Muhamad Aqmal Hakeem bin Abdul Hamid (born 14 November 1990) is a Bruneian footballer who plays for Indera SC of the Brunei Super League as a midfielder or forward. He has won two league championships with Indera and previously QAF FC. He also made three appearances for the Brunei national football team in 2009.

Club career

Aqmal was one of the first students who enrolled for Brunei's Sports School when it first opened in 2003. He first played for AH United after he graduated. Then he joined defending league champions QAF FC for the 2009–10 Brunei Premier League, scoring three times and contributing to QAF's third straight league title. He joined Indera SC in 2011 and stayed there until early 2014, winning the inaugural Brunei Super League in the 2012–13 season.
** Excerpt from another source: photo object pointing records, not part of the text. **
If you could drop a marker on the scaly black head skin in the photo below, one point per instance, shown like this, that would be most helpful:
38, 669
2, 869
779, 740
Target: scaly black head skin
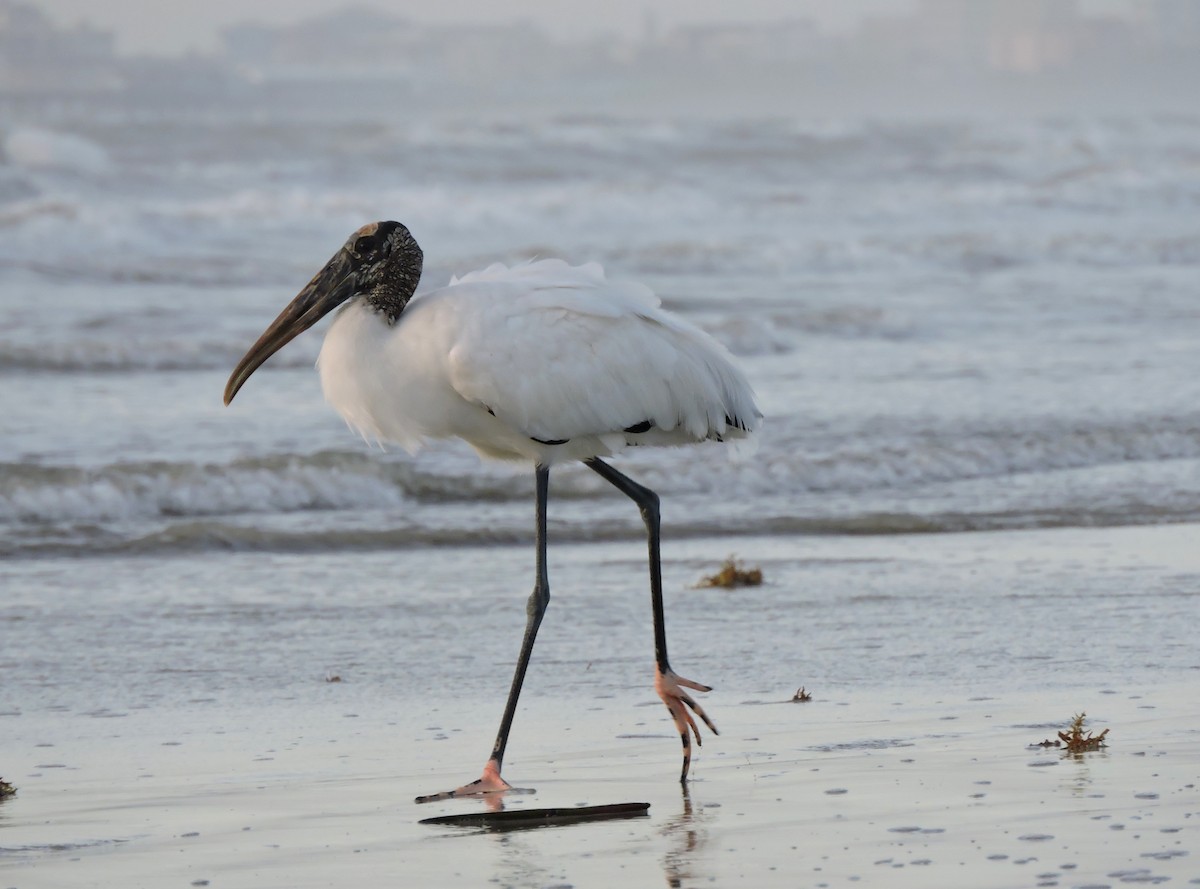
381, 263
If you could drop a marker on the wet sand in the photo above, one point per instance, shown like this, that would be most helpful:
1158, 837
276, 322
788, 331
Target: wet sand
881, 782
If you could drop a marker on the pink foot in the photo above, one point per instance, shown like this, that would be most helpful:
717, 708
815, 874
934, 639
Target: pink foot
489, 782
670, 688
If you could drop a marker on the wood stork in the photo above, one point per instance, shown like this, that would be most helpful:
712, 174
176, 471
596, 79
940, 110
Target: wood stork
543, 362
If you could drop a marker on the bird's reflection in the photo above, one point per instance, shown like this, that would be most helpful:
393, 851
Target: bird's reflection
687, 835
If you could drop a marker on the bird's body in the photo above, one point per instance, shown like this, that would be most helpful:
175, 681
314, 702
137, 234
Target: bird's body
541, 362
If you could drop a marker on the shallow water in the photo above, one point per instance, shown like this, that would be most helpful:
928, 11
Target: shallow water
178, 731
975, 504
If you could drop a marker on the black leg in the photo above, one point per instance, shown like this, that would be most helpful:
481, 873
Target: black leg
648, 503
667, 684
534, 610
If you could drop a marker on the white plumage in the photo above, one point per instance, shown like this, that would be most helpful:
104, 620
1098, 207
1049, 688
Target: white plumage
541, 362
511, 358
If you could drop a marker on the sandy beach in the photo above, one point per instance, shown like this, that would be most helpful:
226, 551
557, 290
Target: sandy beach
892, 775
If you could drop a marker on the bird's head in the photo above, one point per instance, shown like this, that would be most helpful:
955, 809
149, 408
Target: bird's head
381, 262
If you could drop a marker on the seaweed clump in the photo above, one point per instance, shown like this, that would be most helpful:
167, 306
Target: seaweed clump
1077, 742
1075, 739
733, 574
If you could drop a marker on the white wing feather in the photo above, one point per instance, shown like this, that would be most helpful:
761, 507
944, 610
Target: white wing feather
561, 352
544, 361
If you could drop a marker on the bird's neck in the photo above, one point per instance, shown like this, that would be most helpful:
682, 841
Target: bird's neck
396, 288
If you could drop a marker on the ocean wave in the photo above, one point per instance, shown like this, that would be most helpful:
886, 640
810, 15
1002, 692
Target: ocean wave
331, 480
790, 463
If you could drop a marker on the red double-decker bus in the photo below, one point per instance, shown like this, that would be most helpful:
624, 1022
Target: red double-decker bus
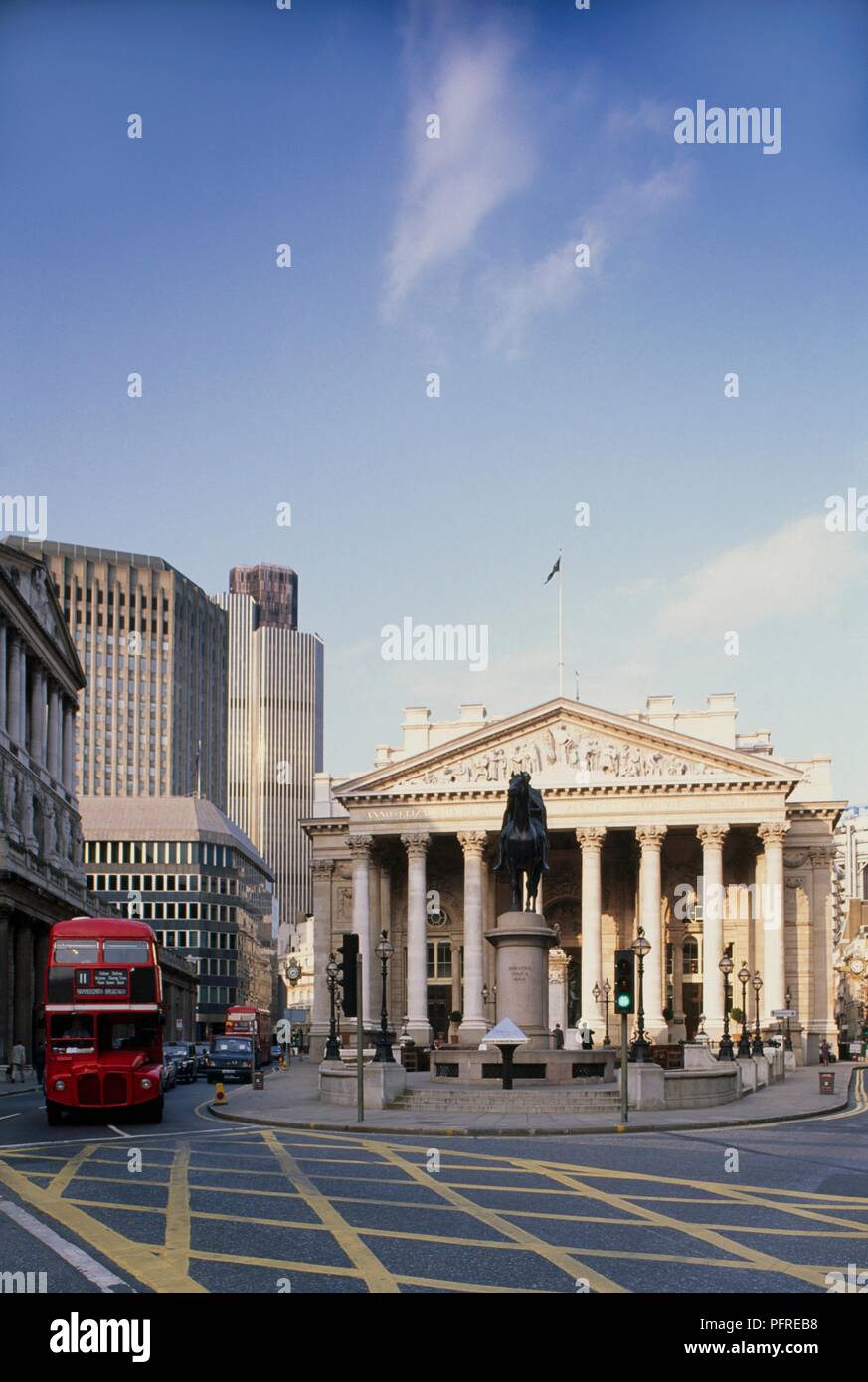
103, 1039
252, 1021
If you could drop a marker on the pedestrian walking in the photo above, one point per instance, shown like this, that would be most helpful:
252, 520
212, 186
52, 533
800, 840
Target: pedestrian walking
18, 1059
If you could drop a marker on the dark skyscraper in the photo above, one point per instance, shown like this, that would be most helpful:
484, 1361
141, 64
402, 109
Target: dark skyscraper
275, 591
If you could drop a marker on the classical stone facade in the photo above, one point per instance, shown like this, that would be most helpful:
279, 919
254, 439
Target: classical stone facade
707, 842
41, 842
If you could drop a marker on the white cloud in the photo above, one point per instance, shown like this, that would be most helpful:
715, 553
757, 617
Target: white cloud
553, 282
481, 158
785, 575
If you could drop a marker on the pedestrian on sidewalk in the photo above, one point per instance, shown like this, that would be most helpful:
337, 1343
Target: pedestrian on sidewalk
18, 1058
39, 1063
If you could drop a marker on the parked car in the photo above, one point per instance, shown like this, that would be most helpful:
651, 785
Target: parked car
230, 1058
184, 1058
169, 1077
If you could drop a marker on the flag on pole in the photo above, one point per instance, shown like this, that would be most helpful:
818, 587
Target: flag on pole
555, 568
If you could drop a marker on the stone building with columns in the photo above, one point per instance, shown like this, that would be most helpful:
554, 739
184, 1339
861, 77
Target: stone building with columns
41, 842
662, 818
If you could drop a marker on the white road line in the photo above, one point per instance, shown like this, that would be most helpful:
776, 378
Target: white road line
75, 1257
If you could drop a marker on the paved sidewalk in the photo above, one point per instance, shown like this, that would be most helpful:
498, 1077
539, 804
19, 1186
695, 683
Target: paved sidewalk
290, 1099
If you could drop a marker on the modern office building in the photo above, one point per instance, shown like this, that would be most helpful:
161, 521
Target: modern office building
275, 591
273, 737
197, 879
153, 648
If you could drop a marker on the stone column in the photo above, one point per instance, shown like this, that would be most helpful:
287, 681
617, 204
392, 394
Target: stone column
54, 732
36, 747
591, 839
322, 871
70, 730
417, 844
651, 839
374, 985
676, 936
473, 1012
360, 850
712, 838
775, 957
6, 988
14, 688
3, 673
22, 988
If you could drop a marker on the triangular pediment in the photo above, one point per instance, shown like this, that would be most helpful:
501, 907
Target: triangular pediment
564, 744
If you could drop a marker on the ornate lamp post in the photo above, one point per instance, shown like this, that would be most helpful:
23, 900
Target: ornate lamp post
641, 1046
383, 1053
744, 1041
788, 1038
725, 1046
758, 1041
606, 994
332, 1051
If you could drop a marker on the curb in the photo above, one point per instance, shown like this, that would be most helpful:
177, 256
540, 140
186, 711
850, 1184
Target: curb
596, 1130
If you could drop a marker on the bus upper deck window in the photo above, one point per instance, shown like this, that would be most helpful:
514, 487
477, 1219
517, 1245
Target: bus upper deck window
126, 952
77, 952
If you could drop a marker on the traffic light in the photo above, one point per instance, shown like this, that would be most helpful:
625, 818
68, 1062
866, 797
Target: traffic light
625, 981
347, 956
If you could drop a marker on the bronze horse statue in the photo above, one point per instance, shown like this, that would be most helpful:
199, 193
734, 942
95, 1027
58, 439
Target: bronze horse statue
524, 839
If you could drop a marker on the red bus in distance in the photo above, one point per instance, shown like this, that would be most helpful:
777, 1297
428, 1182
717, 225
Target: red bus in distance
252, 1021
103, 1021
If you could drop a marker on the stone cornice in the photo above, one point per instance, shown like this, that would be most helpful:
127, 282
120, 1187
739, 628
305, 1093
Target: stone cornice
592, 720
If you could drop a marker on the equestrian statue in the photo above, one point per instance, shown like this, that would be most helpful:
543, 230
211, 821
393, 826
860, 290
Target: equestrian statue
524, 839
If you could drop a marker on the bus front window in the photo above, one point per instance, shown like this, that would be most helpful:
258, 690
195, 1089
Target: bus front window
72, 1031
135, 1034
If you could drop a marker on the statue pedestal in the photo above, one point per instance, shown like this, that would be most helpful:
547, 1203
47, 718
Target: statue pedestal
523, 942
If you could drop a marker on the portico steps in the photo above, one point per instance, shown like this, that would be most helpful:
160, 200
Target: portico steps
539, 1101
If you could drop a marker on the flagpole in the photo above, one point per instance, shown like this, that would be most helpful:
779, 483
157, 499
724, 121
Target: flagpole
560, 629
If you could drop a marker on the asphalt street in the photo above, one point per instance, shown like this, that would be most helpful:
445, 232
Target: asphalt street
204, 1205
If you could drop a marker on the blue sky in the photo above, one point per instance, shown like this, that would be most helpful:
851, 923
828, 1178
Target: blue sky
411, 256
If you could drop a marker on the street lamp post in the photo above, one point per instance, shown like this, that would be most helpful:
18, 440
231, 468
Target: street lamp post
744, 1041
641, 1046
383, 1053
758, 1041
725, 1046
788, 1038
332, 1051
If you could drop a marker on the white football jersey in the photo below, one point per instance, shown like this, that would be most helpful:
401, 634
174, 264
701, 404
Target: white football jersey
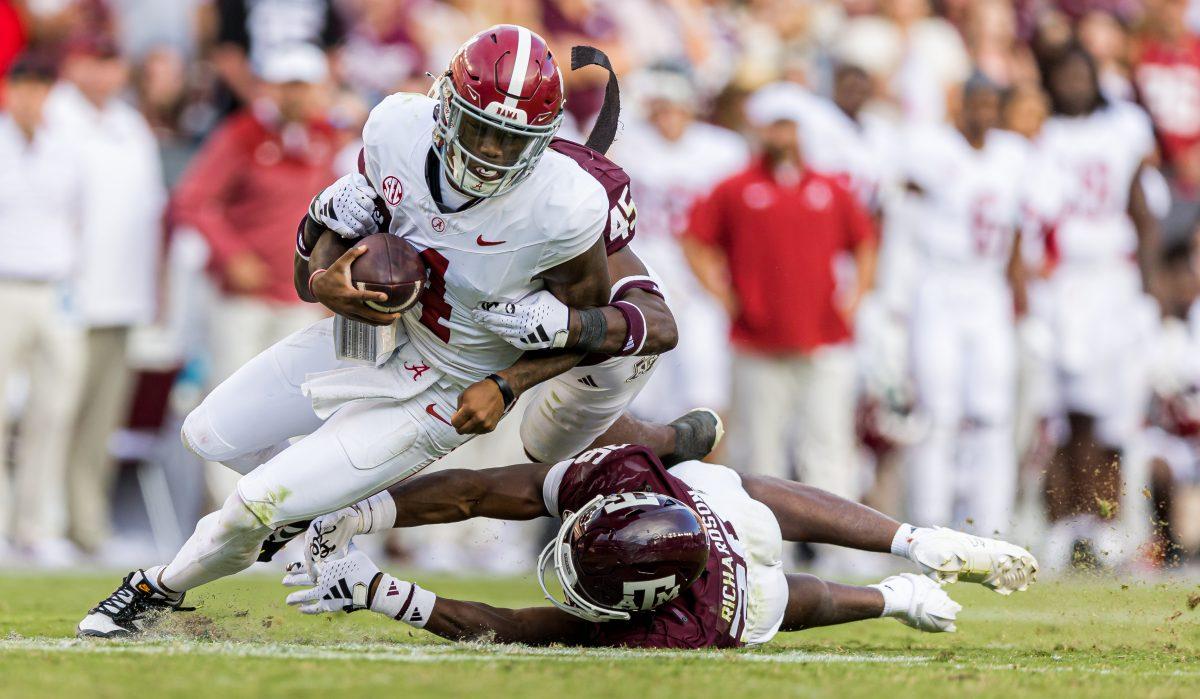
1096, 159
491, 251
971, 201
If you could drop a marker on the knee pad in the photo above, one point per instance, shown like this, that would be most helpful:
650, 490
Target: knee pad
239, 518
202, 440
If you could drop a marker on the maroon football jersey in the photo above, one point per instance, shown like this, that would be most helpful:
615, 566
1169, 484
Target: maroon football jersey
622, 214
712, 611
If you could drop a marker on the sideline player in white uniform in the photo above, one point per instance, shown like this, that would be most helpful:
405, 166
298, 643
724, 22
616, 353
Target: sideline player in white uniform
649, 556
441, 166
1103, 250
672, 160
966, 180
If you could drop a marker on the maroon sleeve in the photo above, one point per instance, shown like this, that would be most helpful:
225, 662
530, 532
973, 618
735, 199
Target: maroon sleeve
622, 223
609, 470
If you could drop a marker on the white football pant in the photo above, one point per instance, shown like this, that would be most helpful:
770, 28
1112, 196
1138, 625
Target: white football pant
964, 358
245, 423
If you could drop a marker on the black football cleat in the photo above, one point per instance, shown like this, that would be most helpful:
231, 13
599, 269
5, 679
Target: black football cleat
127, 610
697, 432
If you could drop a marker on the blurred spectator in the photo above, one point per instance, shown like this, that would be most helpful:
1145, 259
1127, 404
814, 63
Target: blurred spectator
967, 180
763, 243
117, 278
1103, 35
246, 31
245, 192
915, 54
990, 36
382, 54
1104, 252
12, 34
1168, 78
672, 160
40, 233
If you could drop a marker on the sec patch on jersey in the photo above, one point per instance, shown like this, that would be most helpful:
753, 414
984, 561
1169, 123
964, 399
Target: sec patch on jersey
390, 266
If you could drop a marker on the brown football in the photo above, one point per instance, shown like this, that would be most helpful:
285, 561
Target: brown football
390, 266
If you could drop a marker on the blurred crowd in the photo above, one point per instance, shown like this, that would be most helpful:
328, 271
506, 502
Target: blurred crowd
935, 255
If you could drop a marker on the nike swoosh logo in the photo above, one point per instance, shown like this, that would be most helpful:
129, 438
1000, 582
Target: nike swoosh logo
432, 410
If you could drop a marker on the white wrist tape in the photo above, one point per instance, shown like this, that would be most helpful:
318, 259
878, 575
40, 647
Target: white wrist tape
376, 513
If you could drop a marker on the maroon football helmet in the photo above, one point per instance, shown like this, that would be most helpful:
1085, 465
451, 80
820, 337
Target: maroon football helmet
628, 551
499, 105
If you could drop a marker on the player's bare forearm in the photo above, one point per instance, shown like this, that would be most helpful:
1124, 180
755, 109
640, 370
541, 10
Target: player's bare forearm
813, 602
534, 368
327, 246
475, 621
661, 334
814, 515
508, 493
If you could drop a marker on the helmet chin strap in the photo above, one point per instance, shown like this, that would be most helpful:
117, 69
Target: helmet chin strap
558, 554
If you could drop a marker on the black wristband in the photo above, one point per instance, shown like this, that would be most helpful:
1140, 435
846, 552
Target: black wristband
593, 329
505, 389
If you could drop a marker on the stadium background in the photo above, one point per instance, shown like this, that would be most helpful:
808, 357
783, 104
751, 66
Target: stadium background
195, 65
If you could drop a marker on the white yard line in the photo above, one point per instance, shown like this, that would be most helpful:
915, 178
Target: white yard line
478, 653
426, 653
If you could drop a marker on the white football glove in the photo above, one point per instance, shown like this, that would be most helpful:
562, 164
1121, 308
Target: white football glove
539, 321
918, 602
328, 538
354, 581
348, 208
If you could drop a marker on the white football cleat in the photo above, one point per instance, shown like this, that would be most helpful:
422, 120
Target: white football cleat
918, 602
947, 556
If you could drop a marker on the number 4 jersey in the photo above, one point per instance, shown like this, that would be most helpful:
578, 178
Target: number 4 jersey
495, 249
741, 596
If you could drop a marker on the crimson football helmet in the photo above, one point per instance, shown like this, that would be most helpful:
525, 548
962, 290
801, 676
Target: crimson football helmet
623, 553
499, 105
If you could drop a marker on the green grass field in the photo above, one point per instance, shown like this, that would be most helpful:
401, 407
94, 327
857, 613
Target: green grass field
1084, 638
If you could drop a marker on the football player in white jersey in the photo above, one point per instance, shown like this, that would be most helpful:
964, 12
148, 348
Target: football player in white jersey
468, 178
1102, 248
966, 180
672, 160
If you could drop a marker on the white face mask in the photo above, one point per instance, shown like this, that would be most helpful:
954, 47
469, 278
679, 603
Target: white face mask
484, 154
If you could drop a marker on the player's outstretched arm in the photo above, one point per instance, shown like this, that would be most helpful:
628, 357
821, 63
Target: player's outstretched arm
814, 515
637, 321
912, 599
355, 583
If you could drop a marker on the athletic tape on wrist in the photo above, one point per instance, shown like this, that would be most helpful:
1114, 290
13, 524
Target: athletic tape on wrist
312, 276
635, 328
377, 513
405, 601
593, 328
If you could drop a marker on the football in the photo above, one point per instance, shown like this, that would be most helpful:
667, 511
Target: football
390, 266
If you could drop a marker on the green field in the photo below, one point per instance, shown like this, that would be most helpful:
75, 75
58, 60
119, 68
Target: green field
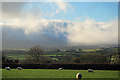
50, 73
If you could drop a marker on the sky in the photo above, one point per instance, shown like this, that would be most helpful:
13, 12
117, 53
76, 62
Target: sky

After a four-year hiatus, Aqmal returned to the pitch for Indera at the start of the 2018 Brunei Super League.

International career

As a member of QAF FC, Aqmal had the opportunity to represent the Brunei national football team at the 2010 AFC Challenge Cup qualification matches held in Sri Lanka in April 2009. He played in all of the three matches against Sri Lanka, Pakistan and Chinese Taipei, losing each time.

Three years later, Aqmal was a squad member of the Brunei under-21 side that won the 2012 Hassanal Bolkiah Trophy, appearing once against Timor-Leste.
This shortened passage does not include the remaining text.